Canti di a Terra an inspired night of music
Featuring Constantinople and Barbara Furtuna. Coproduced by Early Music Vancouver and Caravan World Rhythms. At Christ Church Cathedral on Friday, October 18
Count this concert as a brilliant conceptual coup for organizers Early Music Vancouver and Caravan World Rhythms, and a sonic cornucopia that will ring fresh in listeners’ memories for a long time to come.
EMV, of course, specializes in the kind of European music that predates the classical era, while Caravan generally works with world-music performers, especially ones from Africa and the Mediterranean countries. So this ground-breaking collaboration between four singers from the island of Corsica and three early-music specialists from Montreal was a perfect fit—and that was apparent even before the two ensembles began swapping songs from their respective traditions.
Constantinople’s Tehran-born artistic director Kiya Tabassian set the tone right at the top, when his trio opened with “A moresca”, an ancient melody drawn from Corsican folklore. The combination of his plangent, mandolinlike setar, his younger brother Ziya’s resonant frame drum, and Elin Söderström’s viola da gamba made the concert’s cross-cultural drift obvious, but less apparent was the depth of the current. The Italian term moresca means “in the Moorish style”.
In other words, the links between Corsica and the Islamic world go way back. But there are significant stylistic differences, too. The polyphonic vocal tradition embodied by Barbara Furtuna’s Jean-Pierre Marchetti, André Dominici, Jean-Philippe Guissani, and Maxime Merlandi doesn’t exist in Islamic music, where harmonization is next to nonexistent. Conversely, improvisation plays a relatively small role in Corsican traditional song, which is so intricately harmonized that any deviation from the path would presumably spell disaster.

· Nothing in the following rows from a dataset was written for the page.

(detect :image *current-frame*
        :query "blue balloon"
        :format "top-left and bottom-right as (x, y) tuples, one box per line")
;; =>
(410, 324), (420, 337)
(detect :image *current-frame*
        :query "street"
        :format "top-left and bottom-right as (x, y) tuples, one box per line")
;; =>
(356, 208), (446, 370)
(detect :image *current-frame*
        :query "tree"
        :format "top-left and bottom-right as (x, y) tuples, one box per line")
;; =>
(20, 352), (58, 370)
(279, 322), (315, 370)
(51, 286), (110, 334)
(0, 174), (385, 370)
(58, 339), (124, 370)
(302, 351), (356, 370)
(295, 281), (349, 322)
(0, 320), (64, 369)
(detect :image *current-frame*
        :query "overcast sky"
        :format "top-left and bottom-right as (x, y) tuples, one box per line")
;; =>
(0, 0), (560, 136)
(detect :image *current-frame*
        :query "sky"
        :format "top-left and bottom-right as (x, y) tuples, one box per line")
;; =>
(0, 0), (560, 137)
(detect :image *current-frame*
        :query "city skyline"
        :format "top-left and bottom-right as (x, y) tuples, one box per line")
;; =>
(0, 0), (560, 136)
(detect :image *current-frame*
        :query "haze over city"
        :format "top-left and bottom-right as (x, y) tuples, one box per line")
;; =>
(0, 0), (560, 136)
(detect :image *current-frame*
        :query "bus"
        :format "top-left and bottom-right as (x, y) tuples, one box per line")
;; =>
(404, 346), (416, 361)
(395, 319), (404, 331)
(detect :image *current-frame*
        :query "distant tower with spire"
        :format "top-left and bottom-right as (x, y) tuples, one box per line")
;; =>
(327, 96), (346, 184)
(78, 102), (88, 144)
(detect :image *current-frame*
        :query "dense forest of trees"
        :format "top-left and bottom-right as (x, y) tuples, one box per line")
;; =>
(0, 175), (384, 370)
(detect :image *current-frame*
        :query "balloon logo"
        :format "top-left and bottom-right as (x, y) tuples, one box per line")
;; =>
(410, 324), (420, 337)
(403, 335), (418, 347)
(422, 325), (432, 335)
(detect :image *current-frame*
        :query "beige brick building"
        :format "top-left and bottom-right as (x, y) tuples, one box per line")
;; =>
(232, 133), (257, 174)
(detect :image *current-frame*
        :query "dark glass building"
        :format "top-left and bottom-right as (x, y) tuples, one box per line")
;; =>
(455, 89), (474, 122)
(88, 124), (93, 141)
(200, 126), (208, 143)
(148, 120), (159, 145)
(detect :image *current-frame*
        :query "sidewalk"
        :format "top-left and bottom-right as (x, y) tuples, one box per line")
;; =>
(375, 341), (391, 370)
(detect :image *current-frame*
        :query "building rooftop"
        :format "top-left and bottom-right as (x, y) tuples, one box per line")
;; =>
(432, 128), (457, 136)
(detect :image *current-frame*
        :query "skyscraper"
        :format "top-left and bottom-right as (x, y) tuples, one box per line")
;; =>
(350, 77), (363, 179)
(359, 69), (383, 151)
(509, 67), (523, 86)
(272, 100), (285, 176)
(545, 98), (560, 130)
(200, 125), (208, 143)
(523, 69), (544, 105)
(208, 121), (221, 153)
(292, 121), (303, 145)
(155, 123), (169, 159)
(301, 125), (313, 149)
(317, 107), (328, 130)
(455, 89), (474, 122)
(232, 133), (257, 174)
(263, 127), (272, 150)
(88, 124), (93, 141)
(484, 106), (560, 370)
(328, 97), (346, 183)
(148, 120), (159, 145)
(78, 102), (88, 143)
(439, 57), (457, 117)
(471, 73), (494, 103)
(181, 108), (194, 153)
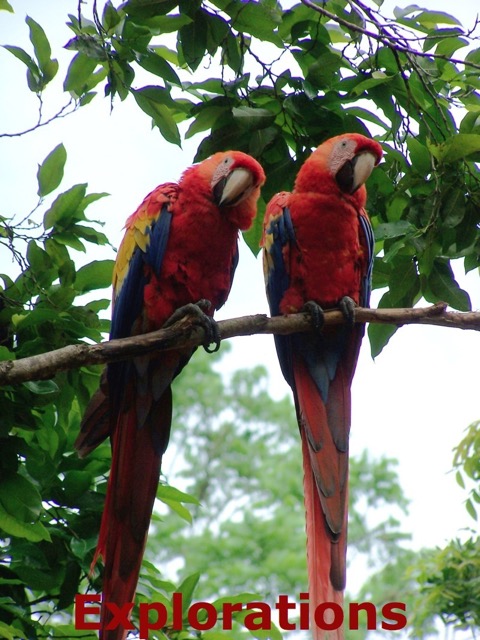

Thanks to some inspired programming, both differences and similarities were given their due on Friday night. The numbers where Barbara Furtuna sang unaccompanied were a fascinating window into a vocal style that’s derived from Catholic liturgical music but that’s been allowed to evolve in a way that, say, Gregorian chant hasn’t: the harmonies are more complex, reaching at times almost jazzlike sophistication. Constantinople’s instrumental exploration of medieval themes suggested that the aforementioned “Moorish” influence reached as far as the British Isles, perhaps as an unintended consequence of the Crusades. And when the two ensembles joined forces, the blend was unforced and entertaining, especially in the final encore, which found Tabassian singing arm-in-arm with the Corsicans, while Merlandi playfully pulled the Iranian’s ayatollah-worthy beard.
Overall, Canti di a Terra suggested that the world is smaller than we think—but its sonic possibilities remain immense.